Embers Children is recruiting carefully selected pilots who like wormholes, green killboards and the sweet taste of tears. You can convo me in game or join the chat "TOHA Lounge".

Gypsio III
Questionable Ethics.
Ministry of Inappropriate Footwork
#700 - 2014-03-10 10:47:50 UTC
Mournful Conciousness wrote:
Kahega Amielden wrote:

I'd be perfectly happy with the Nos only being reliable against up-sized target if it wasn't harder to fit than a neut. As it stands, it's only useful sometimes, and even then not that useful.

Fun fact: Even a small nos (The least **** of the nosferatus) requires five times the powergrid of a 150mm autocannon, and two and a half times the CPU (this is assuming no weapon upgrades or AWU, both of which make the comparison less favorable for nos).

That means that any particular Minnie frigate will end up using more PG to mount a nos than all of its guns combined (unless it's a full rack of 200s, in which case you'll use about the same).


That's fair though isn't it?
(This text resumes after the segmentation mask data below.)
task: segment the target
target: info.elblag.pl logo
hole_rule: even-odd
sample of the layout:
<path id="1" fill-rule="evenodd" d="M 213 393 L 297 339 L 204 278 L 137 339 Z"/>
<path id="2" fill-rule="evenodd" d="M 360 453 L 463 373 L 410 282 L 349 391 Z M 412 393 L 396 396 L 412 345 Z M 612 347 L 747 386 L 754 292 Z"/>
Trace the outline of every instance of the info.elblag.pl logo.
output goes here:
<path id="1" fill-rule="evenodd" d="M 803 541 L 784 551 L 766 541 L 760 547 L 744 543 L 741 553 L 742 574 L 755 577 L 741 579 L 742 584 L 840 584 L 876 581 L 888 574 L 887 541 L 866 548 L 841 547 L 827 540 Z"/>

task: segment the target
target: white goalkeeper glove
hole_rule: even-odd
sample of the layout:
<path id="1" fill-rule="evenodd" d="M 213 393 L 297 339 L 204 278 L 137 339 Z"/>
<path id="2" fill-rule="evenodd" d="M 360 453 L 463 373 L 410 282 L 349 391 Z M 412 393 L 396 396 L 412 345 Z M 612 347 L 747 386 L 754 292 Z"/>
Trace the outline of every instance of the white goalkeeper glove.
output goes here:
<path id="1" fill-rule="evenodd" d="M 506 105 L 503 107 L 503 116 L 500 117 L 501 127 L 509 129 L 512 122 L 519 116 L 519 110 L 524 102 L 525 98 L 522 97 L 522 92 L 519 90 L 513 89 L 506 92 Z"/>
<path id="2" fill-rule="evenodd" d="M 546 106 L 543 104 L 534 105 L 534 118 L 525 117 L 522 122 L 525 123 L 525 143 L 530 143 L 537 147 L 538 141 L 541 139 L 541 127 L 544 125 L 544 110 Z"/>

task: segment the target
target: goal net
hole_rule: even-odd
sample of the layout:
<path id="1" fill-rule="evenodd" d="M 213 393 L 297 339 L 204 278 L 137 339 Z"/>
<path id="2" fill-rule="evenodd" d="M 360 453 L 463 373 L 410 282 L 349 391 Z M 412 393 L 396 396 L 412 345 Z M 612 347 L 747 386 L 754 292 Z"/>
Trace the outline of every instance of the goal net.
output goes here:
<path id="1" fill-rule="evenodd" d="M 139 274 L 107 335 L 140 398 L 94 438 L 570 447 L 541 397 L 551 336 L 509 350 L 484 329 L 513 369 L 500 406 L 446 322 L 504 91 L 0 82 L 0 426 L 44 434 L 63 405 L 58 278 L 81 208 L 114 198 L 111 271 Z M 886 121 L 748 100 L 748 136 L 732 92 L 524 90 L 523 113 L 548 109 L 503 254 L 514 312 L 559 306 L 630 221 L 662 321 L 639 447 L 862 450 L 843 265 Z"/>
Sucking energy from some remote capacitor in a directed way is a very much more difficult technical proposition to lobbing lead in his direction.


I wouldn't say so. One requires energy to move the turret, load ammo and processing power to track the target. The other is just a simple modification to your ship's energy receiver array that tricks your target into directed power towards you.